You may not have heard, but it seems that the federal government may soon come calling for another $100 billion we don’t have - this time for transportation. While many people were focusing on the Congressional Budget Office (CBO) ObamaCare numbers, the agency also released some little-noticed financial details about the Highway Trust Fund’s shortcomings.
The non-partisan CBO projects that the Highway Trust Fund (HTF) will be unable to meet obligations starting in fiscal year 2015, and will thus require either transfers from the General Fund, or – you guessed it – tax increases. Instead, to meet the $100 billion in obligations, Congress should cut spending elsewhere. Congress has continually taken shortcuts in the budget process, allowing them to spend recklessly and without transparency. They should pay for these transportation obligations by eliminating wasteful elsewhere in their appropriations, and keep the Highway Trust Fund’s excessive spending in mind when it considers reauthorization of the transportation bill later this year.

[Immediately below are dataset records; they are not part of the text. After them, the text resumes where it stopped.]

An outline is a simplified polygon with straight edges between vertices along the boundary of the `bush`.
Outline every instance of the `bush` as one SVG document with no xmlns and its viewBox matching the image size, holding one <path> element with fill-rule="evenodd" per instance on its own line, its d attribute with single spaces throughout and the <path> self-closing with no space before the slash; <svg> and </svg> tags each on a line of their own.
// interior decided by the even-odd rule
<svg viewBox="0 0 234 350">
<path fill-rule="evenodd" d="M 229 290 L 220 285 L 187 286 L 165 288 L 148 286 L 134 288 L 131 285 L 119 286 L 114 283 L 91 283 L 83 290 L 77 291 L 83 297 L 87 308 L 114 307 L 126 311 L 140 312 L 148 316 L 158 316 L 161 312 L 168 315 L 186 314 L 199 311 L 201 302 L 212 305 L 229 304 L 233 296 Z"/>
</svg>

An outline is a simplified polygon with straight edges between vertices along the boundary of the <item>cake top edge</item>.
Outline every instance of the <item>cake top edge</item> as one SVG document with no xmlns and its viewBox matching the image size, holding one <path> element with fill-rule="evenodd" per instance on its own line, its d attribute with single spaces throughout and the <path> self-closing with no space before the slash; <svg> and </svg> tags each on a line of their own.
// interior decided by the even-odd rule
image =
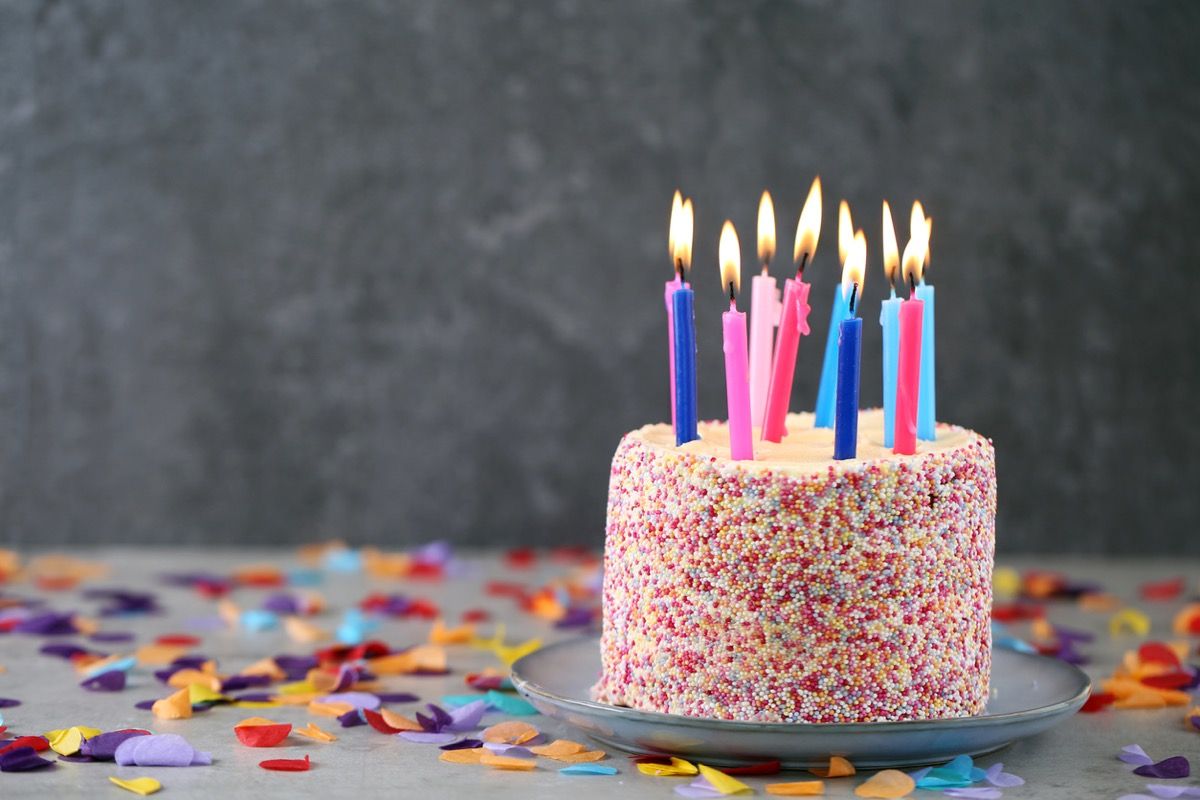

HTF is running out of money because it is not focusing on the most pressing problems of repairing badly damaged roads and bridges, instead wasting money on low-priority projects that sway from HTF’s primary responsibilities. Rather than asking taxpayers to dig even deeper into their wallets or borrowing even more money from our children and grandchildren, the federal government ought to minimize transportation responsibilities, eliminate wasteful spending, and focus on actually improving roads.
Many on the left will use the CBO report to call for increasing the gasoline tax, but this is bad economics and bad principle. Further subsidizing wasteful spending will only make it worse.